Affected users have been unknowingly mining Monero.
Brazil has been hit by an elaborate cryptocurrency mining attack that infected hundreds of thousands of routers across the country.
The attack, which is still ongoing, affects MikroTik routers specifically. In this instance, over 200,000 machines have been affected, creating a massive XMR-mining botnet across Brazil.
The perpetrators were able to infect devices with malicious code, surreptitiously running CoinHive in the background. For those unfamiliar, CoinHive is a popular Monero mining script which has become widely used to pool processing power to mine cryptocurrency – often for charity, but unfortunately, not this time.
This kind of attack is known as a zero-day – exploiting previously unknown vulnerabilities in code. This zero-day allowed for CoinHive to be run on every single page visited by exposed machines – potentially millions of websites loaded every day with secret cryptocurrency payloads.
The attack started earlier this week and is believed to be just in its early stages. BleepingComputer reports that a second attack was initiated, bringing the total number of machines affected to over 200,000.
Even though a patch for this vulnerability was issued by the manufacturer back in April, routers are often not up to date. This means that anyone with a MikroTik router is urged to immediately patch their routers.
Analysts fear it could spread to be a global epidemic. SpiderLabs research Simon Kenin, who has since been working to spread the word about the attack, was tipped off to the suspiciously high CoinHive traffic coming out of Brazil.
“Let me emphasize how bad this attack is,” he wrote in analysis. “There are hundreds of thousands of these devices around the globe, in use by ISPs and different organizations and businesses, each device serves at least tens if not hundreds of users daily.”

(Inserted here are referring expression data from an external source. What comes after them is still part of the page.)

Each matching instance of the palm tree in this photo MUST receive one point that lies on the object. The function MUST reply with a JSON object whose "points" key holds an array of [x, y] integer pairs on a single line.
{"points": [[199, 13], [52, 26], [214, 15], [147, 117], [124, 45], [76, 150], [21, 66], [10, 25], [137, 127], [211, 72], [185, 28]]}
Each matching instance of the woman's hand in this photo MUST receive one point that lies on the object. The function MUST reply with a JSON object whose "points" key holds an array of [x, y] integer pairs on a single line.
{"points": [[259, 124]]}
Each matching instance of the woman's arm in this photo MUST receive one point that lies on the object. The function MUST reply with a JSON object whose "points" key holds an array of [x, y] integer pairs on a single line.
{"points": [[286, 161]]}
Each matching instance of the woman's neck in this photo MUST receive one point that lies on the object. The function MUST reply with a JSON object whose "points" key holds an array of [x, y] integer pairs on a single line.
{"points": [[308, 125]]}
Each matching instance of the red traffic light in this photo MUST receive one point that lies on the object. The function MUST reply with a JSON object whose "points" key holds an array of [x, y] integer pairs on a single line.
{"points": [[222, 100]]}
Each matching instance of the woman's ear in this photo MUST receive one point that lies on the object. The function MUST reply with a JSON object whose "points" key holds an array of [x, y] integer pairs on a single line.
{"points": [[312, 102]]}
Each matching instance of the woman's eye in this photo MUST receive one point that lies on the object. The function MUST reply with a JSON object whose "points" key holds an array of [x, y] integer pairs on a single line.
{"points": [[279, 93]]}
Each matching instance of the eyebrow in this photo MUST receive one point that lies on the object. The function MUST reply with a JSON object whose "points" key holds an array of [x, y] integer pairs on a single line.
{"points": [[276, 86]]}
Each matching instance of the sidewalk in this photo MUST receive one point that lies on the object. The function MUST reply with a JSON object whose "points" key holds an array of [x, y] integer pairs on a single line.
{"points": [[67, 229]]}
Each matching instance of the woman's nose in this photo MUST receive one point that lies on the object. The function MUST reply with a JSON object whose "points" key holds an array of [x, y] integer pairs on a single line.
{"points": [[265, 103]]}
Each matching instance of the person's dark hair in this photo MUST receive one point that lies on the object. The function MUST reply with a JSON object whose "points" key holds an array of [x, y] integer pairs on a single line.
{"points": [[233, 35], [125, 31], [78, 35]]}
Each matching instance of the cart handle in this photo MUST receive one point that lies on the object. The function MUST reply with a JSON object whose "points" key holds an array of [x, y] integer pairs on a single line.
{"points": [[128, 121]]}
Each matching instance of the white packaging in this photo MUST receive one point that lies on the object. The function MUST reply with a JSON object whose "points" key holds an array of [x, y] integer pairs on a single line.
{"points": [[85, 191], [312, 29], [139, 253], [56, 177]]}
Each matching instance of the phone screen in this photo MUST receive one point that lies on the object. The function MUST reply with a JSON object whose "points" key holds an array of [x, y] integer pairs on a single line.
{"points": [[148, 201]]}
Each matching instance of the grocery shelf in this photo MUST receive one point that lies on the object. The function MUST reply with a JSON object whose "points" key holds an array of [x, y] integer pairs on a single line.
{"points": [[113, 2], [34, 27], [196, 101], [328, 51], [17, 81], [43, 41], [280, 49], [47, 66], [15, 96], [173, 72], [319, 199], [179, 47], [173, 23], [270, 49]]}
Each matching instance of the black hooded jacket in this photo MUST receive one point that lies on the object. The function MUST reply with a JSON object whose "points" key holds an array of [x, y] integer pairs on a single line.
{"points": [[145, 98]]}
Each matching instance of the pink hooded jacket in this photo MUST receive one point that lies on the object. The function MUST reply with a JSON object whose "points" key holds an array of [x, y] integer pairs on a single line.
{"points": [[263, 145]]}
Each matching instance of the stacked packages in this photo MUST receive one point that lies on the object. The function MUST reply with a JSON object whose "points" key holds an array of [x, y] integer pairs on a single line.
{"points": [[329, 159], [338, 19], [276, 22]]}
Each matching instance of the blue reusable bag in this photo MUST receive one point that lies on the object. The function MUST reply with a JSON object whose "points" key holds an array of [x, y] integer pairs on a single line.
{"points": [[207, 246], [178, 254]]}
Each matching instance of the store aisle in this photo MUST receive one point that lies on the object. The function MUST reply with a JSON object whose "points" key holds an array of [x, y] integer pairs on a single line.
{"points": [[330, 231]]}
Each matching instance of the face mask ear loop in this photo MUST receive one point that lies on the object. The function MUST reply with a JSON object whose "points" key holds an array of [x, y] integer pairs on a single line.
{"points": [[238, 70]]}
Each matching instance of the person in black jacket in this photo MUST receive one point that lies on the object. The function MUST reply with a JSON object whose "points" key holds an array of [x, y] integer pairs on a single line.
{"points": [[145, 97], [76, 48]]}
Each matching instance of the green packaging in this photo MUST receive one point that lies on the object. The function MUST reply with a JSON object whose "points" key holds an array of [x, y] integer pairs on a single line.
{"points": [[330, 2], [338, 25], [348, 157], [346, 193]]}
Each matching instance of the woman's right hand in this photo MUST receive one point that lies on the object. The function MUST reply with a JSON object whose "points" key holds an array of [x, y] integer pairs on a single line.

He further posits that this is really symptomatic of a wider trend across the internet. A few years ago, the world was in the grips of a ransomware plague. Awareness has increased so much that ballsy blackmail schemes are becoming harder to, uh, pull off.
Now, it seems as though, crypto-jacking with scripts like CoinHive are all the rage. Kenin further highlights this trend in his report:
Miners, on the other hand, can be a lot more stealthy, so while a single computer would yield more money from ransomware if the user ends up paying, an attacker would prefer to run a stealthy miner for a longer period of time. The plan being that at some point the mining would be as profitable as, if not more than, the one-time ransom payout.
So, just quickly, double check that you don’t have a MicroTik router. If you do – head directly to the manufacturer’s website and get an official update.